自民党の小野寺五典安全保障調査会長は4日、X(旧ツイッター)への投稿で、同日夜からイスラエルを訪問することを明らかにしました。ネタニヤフ首相への表敬訪問のほか、国防省での意見交換も予定しているといいます。
同氏は「イスラエルはミサイル防衛やサイバー、ドローン分野でも世界の先端技術を有しており、今後の日本の安全保障政策を検討する上で役立つ」「実用性が高い知見を多々収集し、日本の防衛政策にも活(い)かして参ります」などと投稿。防衛省が検討しているイスラエル製攻撃型無人機(ドローン)の導入などを見据えた訪問とみられます。

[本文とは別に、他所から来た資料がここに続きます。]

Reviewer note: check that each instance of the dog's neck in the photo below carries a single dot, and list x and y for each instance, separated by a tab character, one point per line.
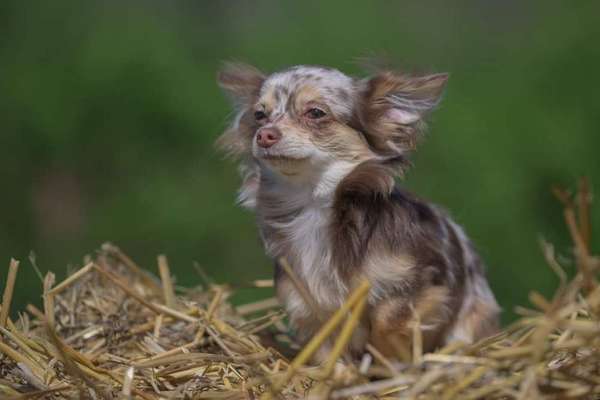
295	219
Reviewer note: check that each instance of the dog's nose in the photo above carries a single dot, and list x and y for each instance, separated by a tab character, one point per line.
267	137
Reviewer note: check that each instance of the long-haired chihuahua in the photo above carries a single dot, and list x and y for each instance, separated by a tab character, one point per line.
319	153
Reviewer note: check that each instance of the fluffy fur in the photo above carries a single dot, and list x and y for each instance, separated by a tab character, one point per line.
327	201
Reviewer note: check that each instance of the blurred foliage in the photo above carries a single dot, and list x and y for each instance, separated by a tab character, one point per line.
109	110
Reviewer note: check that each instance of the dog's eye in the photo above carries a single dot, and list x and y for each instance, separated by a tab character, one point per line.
259	115
315	113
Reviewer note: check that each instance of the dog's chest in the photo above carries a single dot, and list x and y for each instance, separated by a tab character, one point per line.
308	249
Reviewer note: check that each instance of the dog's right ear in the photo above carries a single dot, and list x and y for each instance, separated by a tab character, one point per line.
241	82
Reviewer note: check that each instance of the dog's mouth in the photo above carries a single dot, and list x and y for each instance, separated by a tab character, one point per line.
285	164
281	158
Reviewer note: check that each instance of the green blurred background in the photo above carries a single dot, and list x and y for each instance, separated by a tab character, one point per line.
109	110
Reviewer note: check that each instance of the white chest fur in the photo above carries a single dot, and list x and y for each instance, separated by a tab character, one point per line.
307	248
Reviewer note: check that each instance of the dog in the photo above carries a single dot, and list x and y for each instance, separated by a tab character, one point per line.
319	154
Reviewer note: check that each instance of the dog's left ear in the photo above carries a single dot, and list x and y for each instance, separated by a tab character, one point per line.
393	107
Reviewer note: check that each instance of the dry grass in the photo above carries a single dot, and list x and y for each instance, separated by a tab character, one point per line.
110	330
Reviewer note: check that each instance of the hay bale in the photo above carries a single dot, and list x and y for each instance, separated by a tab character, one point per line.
110	330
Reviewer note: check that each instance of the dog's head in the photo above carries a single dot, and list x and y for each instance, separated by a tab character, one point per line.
301	121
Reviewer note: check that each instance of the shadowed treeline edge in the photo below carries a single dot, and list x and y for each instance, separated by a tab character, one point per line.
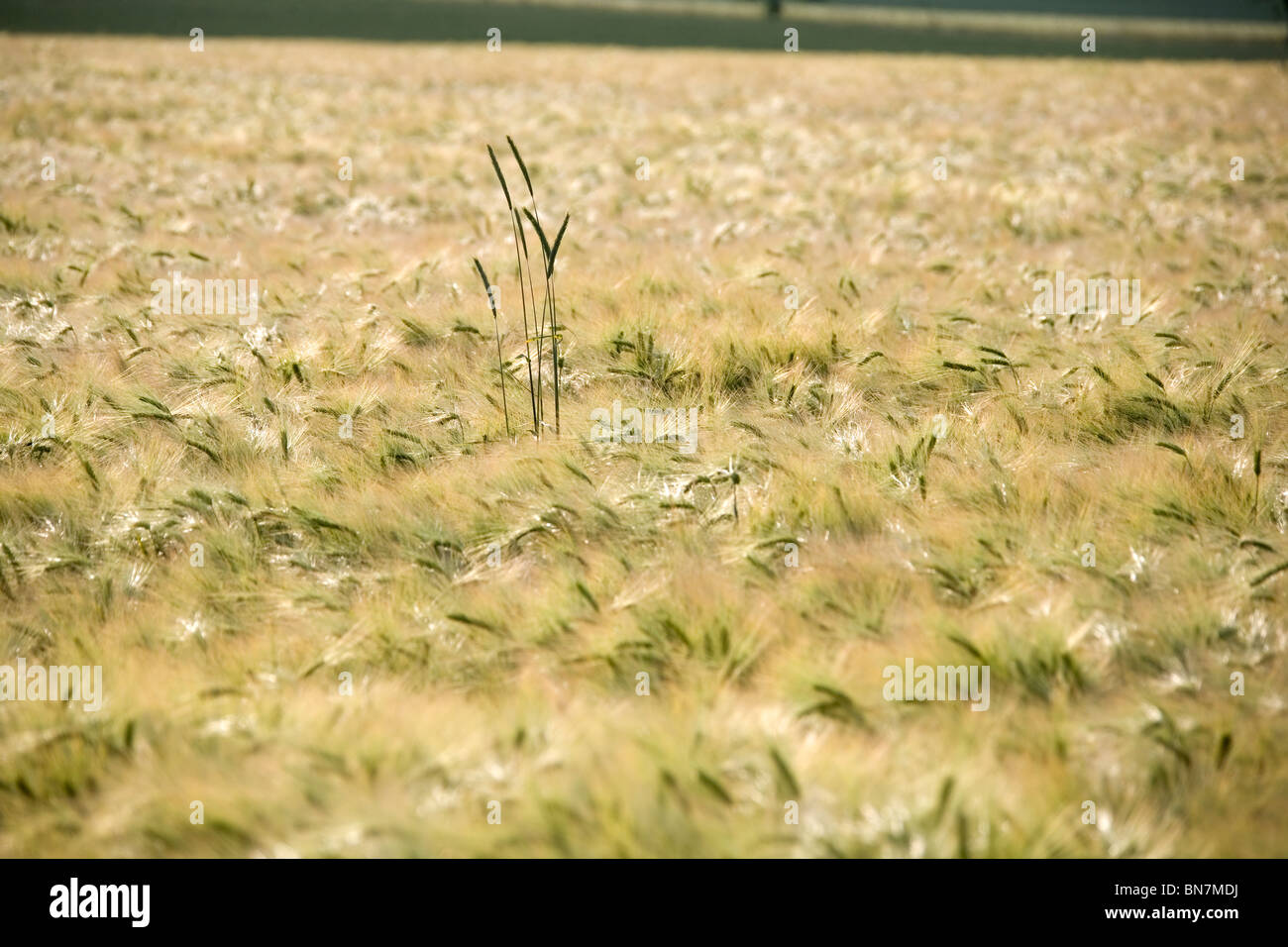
445	21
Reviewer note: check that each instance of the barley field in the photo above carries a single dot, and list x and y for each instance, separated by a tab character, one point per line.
340	609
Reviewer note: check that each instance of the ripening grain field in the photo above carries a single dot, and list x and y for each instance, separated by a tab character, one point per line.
342	609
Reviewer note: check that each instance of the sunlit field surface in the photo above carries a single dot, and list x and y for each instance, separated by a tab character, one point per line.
355	644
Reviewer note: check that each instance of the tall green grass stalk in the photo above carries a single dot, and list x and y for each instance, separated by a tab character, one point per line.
496	322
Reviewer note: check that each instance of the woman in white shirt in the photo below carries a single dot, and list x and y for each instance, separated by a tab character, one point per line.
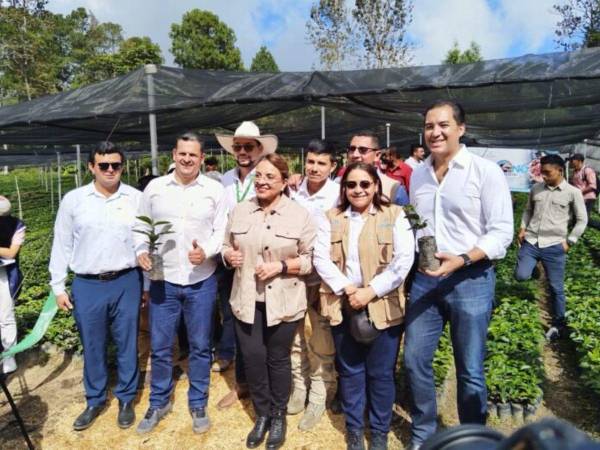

イスラエルは、ガザでジェノサイド(集団殺害)を行い、昨年10月の停戦以降も空爆や銃撃を継続。それに使用された兵器はイスラエル製です。しかも、ネタニヤフ首相はガザでの戦争犯罪などの罪で国際刑事裁判所(ICC)が逮捕状を出している犯罪容疑者です。
小野寺氏に同行している自民党の松川るい参院議員は「日本の国益のために活かしたい」とし、自民党と連立を組む日本維新の会の青柳仁士衆院議員も、日本の超党派議員とともにイスラエル政府要人らと面談するとそれぞれXで発信しています。
高市早苗政権は、9兆円を超え過去最大となった2026年度の防衛省予算案で、ドローンの大量取得などに1001億円を計上。艦艇を遠距離攻撃する無人航空機など攻撃用を中心に導入することをねらっています。そのための実証実験にはイスラエル製兵器が含まれています。
国連のパレスチナ人権特別報告者として、国際軍需企業などがガザでのジェノサイドから利益を上げていると告発したフランチェスカ・アルバネーゼ氏は本紙の取材に、日本政府はイスラエルとの軍事情報の交換をやめ、深刻な国際法違反を繰り返すイスラエル製兵器購入はやめるべきだと訴えています。
自民、維新両党の議員らのイスラエル訪問や日本のイスラエル製兵器導入は、同国の犯罪を容認し、事実上加担するものです。